I wonder how many people would consider Special Branch to be part of the 'golden age'. Not many, I reckon. Even the actors who appeared in it - George Sewell and Patrick Mower - interviewed on the DVD set of the 1974 series (also available as a network release) seem to be somewhat apologetic about it. Mower suggests that he was brought in to "grab the series by the balls" after the filming of the first six episodes because the format wasn't working, and Sewell disarmingly admits that it lacked the "polish" of its highly-regarded successor, The Sweeney.
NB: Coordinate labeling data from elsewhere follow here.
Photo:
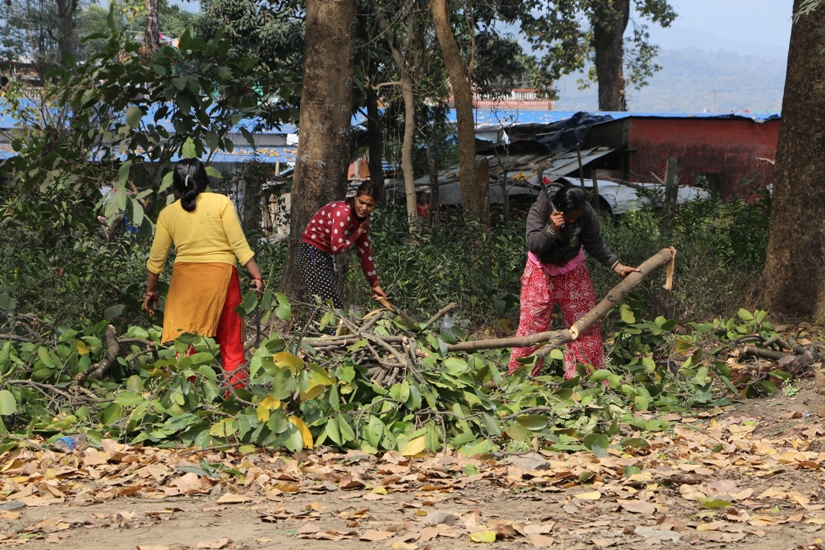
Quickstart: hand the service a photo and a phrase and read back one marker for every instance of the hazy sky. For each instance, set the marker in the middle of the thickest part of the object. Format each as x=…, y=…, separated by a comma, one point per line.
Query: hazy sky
x=758, y=27
x=762, y=26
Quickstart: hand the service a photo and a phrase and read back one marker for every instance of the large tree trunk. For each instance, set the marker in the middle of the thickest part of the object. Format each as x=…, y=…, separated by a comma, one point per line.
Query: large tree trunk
x=608, y=39
x=326, y=109
x=151, y=34
x=795, y=280
x=65, y=34
x=474, y=197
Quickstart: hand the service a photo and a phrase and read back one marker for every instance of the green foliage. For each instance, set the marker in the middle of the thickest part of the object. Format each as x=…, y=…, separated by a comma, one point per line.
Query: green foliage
x=118, y=121
x=299, y=398
x=722, y=248
x=454, y=261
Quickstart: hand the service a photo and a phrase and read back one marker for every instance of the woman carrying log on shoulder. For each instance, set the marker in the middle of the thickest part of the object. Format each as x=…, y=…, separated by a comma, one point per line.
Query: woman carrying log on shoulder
x=561, y=226
x=205, y=289
x=334, y=229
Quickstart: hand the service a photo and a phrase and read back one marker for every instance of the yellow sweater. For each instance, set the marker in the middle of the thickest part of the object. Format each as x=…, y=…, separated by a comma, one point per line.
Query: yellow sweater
x=211, y=233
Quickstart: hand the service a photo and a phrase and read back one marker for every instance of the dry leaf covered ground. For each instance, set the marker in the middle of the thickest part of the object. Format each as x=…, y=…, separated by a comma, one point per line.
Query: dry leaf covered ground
x=749, y=476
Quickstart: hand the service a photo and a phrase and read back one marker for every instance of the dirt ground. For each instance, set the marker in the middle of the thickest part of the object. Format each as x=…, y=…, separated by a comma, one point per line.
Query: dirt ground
x=746, y=477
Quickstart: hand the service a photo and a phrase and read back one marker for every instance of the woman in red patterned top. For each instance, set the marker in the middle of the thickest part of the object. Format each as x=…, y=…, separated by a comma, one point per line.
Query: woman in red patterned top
x=335, y=228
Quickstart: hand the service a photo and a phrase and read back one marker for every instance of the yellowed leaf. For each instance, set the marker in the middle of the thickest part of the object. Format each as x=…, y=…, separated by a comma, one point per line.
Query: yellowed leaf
x=305, y=435
x=220, y=543
x=692, y=492
x=231, y=498
x=263, y=414
x=270, y=403
x=712, y=526
x=414, y=446
x=483, y=536
x=314, y=391
x=540, y=541
x=374, y=535
x=286, y=360
x=539, y=528
x=638, y=507
x=82, y=348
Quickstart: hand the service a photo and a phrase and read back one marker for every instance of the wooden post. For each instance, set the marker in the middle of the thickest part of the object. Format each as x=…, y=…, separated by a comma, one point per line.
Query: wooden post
x=581, y=166
x=671, y=194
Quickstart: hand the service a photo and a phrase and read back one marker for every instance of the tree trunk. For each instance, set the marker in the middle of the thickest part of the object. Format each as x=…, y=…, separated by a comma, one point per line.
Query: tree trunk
x=151, y=34
x=409, y=105
x=608, y=39
x=795, y=280
x=326, y=109
x=474, y=199
x=375, y=141
x=432, y=171
x=65, y=35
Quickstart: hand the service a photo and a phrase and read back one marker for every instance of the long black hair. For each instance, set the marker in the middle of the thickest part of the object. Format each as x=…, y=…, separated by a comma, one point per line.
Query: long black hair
x=370, y=189
x=570, y=199
x=189, y=179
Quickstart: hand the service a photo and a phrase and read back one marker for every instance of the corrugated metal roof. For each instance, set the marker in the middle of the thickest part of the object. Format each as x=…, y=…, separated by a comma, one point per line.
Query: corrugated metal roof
x=487, y=118
x=8, y=121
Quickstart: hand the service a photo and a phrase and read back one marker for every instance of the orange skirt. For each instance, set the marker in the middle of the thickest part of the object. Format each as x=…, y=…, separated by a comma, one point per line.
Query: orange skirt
x=196, y=298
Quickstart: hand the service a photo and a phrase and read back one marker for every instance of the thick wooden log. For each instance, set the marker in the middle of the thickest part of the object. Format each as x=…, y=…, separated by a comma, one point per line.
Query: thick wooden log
x=96, y=371
x=560, y=337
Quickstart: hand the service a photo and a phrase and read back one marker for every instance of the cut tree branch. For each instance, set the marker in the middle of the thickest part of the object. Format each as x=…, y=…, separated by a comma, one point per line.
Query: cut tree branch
x=96, y=371
x=559, y=337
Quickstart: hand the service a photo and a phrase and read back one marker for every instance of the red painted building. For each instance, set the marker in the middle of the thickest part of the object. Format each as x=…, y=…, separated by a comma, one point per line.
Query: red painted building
x=728, y=150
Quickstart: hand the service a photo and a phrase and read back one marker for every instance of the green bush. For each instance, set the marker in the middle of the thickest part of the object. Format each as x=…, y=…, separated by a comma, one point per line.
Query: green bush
x=454, y=261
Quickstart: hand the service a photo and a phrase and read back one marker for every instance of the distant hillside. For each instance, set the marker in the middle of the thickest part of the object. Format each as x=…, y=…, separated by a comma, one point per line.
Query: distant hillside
x=693, y=80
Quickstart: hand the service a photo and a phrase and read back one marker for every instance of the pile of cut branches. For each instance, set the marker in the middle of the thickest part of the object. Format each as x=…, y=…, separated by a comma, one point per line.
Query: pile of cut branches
x=382, y=384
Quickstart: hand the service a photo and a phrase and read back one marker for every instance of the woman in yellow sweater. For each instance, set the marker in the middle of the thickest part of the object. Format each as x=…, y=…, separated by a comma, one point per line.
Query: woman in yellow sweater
x=205, y=289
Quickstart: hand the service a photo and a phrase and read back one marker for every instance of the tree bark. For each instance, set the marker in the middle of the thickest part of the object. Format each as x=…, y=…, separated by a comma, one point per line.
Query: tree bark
x=151, y=34
x=474, y=199
x=409, y=105
x=326, y=109
x=65, y=37
x=375, y=141
x=608, y=40
x=795, y=280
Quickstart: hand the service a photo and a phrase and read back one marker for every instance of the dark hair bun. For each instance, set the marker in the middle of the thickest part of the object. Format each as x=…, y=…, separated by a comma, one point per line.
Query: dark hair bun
x=187, y=199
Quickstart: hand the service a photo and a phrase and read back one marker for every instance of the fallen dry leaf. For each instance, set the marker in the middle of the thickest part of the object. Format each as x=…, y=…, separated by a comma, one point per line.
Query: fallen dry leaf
x=231, y=498
x=540, y=541
x=220, y=543
x=638, y=507
x=373, y=535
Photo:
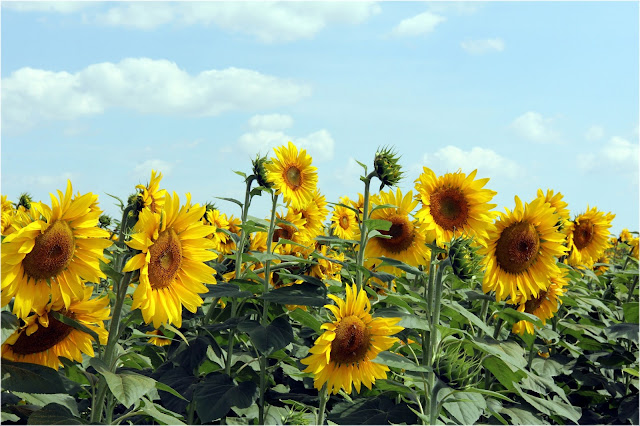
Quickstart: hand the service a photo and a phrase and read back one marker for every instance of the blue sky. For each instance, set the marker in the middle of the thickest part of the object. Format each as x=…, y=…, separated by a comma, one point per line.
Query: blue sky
x=532, y=94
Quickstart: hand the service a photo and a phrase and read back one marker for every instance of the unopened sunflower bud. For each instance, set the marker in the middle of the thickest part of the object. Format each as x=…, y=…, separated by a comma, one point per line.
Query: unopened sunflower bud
x=387, y=168
x=24, y=201
x=260, y=172
x=465, y=261
x=104, y=221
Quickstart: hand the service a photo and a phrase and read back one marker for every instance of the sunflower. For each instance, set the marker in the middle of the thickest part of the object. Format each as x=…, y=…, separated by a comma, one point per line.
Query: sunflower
x=454, y=204
x=344, y=222
x=293, y=175
x=314, y=214
x=52, y=253
x=556, y=202
x=407, y=237
x=43, y=339
x=152, y=196
x=521, y=250
x=587, y=237
x=544, y=306
x=343, y=355
x=158, y=338
x=173, y=248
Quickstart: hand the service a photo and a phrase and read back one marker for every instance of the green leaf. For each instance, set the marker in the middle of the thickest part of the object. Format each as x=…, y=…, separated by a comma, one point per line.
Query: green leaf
x=630, y=312
x=397, y=361
x=218, y=393
x=400, y=265
x=164, y=387
x=153, y=410
x=54, y=414
x=75, y=324
x=110, y=272
x=623, y=330
x=306, y=319
x=43, y=399
x=551, y=407
x=31, y=378
x=9, y=324
x=225, y=290
x=512, y=316
x=298, y=294
x=127, y=387
x=233, y=200
x=465, y=407
x=505, y=375
x=271, y=338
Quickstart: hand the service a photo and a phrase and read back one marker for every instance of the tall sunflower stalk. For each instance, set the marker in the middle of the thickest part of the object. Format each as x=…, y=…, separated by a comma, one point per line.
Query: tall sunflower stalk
x=120, y=290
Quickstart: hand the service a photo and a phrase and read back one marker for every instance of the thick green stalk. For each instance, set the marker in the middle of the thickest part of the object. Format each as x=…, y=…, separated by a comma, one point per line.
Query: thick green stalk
x=363, y=228
x=265, y=307
x=239, y=252
x=435, y=321
x=323, y=405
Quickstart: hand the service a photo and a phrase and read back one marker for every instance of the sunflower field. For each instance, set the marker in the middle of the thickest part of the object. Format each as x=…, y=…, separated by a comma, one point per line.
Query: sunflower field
x=420, y=307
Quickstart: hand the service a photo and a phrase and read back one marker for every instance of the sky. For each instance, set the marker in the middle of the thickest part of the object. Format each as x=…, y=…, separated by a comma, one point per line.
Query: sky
x=531, y=94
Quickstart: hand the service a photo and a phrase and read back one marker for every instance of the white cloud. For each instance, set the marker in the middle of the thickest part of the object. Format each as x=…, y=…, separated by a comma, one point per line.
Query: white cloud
x=271, y=122
x=262, y=140
x=417, y=25
x=268, y=21
x=47, y=6
x=618, y=155
x=488, y=162
x=142, y=84
x=479, y=47
x=594, y=133
x=143, y=170
x=534, y=127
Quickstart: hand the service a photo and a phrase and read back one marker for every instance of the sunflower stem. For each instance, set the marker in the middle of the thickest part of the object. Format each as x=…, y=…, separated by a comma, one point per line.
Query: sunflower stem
x=239, y=252
x=363, y=228
x=435, y=321
x=323, y=404
x=265, y=308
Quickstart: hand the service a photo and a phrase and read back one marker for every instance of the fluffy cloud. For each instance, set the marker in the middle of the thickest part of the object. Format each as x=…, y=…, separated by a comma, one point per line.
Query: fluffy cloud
x=268, y=21
x=488, y=162
x=47, y=6
x=271, y=122
x=142, y=84
x=417, y=25
x=594, y=133
x=534, y=127
x=142, y=171
x=618, y=155
x=267, y=134
x=479, y=47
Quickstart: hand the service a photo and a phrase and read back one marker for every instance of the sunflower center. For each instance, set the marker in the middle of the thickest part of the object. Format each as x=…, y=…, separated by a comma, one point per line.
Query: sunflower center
x=401, y=232
x=583, y=234
x=166, y=258
x=352, y=341
x=449, y=208
x=344, y=222
x=532, y=305
x=293, y=177
x=517, y=247
x=51, y=253
x=44, y=337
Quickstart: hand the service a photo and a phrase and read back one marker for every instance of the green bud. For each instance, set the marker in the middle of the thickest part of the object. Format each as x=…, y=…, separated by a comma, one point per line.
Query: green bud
x=260, y=172
x=25, y=200
x=386, y=167
x=104, y=221
x=465, y=260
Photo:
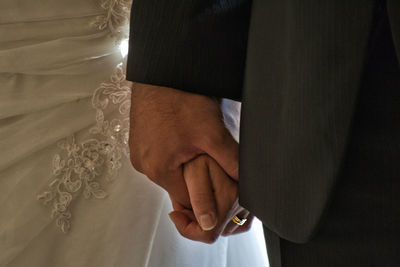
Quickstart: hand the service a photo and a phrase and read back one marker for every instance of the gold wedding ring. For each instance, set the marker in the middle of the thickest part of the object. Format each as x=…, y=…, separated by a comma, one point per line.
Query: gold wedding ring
x=239, y=221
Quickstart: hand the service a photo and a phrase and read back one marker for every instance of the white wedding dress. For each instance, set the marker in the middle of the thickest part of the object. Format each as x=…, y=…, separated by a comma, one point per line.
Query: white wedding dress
x=68, y=193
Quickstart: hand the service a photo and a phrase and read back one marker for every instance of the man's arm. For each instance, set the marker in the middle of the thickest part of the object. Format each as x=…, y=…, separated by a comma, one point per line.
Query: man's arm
x=198, y=46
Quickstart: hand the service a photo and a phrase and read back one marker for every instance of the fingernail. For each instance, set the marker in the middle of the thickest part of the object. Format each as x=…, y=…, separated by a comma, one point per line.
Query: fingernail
x=207, y=221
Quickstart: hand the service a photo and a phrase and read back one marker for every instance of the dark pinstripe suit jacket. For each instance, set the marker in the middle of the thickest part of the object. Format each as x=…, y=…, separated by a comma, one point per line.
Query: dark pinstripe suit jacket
x=295, y=65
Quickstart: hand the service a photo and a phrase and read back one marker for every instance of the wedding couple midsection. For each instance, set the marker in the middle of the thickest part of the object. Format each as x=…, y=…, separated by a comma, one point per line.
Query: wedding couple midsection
x=70, y=195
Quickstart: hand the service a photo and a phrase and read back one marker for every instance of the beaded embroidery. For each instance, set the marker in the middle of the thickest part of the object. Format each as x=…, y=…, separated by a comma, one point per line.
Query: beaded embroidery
x=77, y=169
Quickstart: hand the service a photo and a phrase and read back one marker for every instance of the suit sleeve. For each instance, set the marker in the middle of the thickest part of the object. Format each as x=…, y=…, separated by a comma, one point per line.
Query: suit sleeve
x=198, y=46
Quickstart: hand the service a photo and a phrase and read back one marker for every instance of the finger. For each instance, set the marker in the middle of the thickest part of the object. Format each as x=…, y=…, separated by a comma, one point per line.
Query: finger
x=196, y=175
x=175, y=185
x=189, y=227
x=225, y=150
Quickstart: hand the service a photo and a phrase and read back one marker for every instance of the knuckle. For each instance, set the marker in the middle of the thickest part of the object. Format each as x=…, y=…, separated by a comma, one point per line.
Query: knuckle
x=211, y=238
x=202, y=200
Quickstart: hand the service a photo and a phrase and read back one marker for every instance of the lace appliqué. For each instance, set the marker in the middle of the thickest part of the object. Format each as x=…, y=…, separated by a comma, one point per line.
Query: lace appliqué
x=116, y=17
x=78, y=169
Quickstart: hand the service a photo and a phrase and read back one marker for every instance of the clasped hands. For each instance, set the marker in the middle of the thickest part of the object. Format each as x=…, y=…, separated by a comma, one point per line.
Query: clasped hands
x=179, y=140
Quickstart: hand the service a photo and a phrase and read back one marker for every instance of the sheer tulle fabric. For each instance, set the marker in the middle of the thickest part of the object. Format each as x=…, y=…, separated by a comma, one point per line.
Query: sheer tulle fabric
x=63, y=97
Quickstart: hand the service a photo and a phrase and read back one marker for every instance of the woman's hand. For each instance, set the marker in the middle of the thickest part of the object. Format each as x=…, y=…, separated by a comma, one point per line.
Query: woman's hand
x=214, y=199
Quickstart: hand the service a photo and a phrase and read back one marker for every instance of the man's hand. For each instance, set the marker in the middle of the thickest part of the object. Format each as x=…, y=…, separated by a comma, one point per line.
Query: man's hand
x=212, y=193
x=171, y=127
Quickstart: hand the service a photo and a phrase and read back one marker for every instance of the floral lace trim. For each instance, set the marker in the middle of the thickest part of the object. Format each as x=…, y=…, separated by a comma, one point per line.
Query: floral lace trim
x=116, y=17
x=78, y=169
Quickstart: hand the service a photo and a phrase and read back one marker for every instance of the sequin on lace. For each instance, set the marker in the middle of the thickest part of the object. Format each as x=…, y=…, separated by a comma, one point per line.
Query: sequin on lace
x=80, y=167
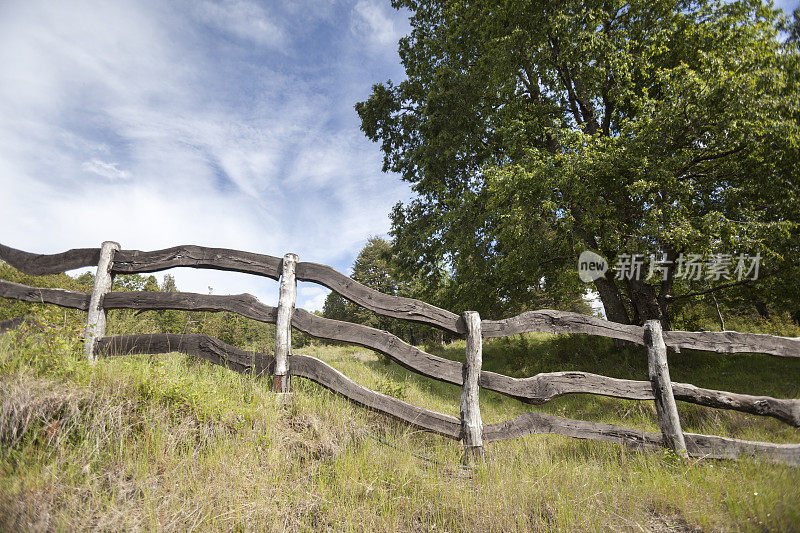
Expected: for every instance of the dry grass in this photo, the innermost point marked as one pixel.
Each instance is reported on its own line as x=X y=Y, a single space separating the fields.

Well, forgive me for disagreeing, but Special Branch - at least the 1973 and 1974 series - certainly deserve to be seen as part of the golden age of British TV. Well acted, well scripted, and the first of Thames TV offshoot Euston Films' productions shot entirely on film and on location, this series is a gem from start to finish.
Chic, it certainly isn't. It's gritty and cynical, an attitude superbly captured by Sewell's portrayal of Detective Chief Inspector Craven, a smoking, swearing, punching copper whose idiosyncratic methods - in a wonderfully cliché-snubbing way - do not always get results. A sense of almost sordid ethical ambivalence pervades the series: you find yourself siding with the 'criminal' as often as with the law, who themselves often wonder why they are pursing their latest hapless victim.
London in the 'seventies - a far grubbier and decaying city than that of today - is superbly captured on film, as is the dullness and dimness of Special Branch's office. The dialogue often displays its 1970s heritage - girlfriends are 'birds', gays are 'queers'. Yet, Craven - an archetypal East Ender - has a West Indian girlfriend, and becomes prickly when racism rears its ugly head. This on-screen relationship must have been quite a novelty on early 'seventies TV, and I bet it did far more to highlight the absurdity of racism than any number of episodes of the 'ironic' 'Till Death Us Do Part or the ghastly Love Thy Neighbour.
In a series of 13 episodes there will always be the odd dud script and there is one here - Episode 9, Threat, is absolutely dire. But the rest are uniformly excellent. Some stand out as superb television drama, especially A Copper Called Craven, Round the Clock and Inquisition. The latter, in particular, sums up the essential virtues of this series - a great script, superb dialogue, and down-to-earth, believable actors who can carry it off. The pace of such episodes is also interesting - slower than contemporary TV drama, but all the better for it. Absolutely wonderful stuff.